The Security Implications of Windows Volume Shadow Copy
It can be impossible to securely delete a file:
What are the security implications of Volume Shadow Copy?
Suppose you decide to protect one of your documents from prying eyes. First, you create an encrypted copy using an encryption application. Then, you “wipe” (or “secure-delete”) the original document, which consists of overwriting it several times and deleting it. (This is necessary, because if you just deleted the document without overwriting it, all the data that was in the file would physically remain on the disk until it got overwritten by other data. See question above for an explanation of how file deletion works.)

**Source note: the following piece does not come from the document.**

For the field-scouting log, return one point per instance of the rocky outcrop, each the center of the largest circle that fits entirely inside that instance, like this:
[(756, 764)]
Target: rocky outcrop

Ordinarily, this would render the original, unencrypted document irretrievable. However, if the original file was stored on a volume protected by the Volume Shadow Copy service and it was there when a restore point was created, the original file will be retrievable using Previous versions. All you need to do is right-click the containing folder, click Restore previous versions, open a snapshot, and, lo and behold, you’ll see the original file that you tried so hard to delete!
The reason wiping the file doesn’t help, of course, is that before the file’s blocks get overwritten, VSC will save them to the shadow copy. It doesn’t matter how many times you overwrite the file, the shadow copy will still be there, safely stored on a hidden volume.
Is there a way to securely delete a file on a volume protected by VSC?
No. Shadow copies are read-only, so there is no way to delete a file from all the shadow copies.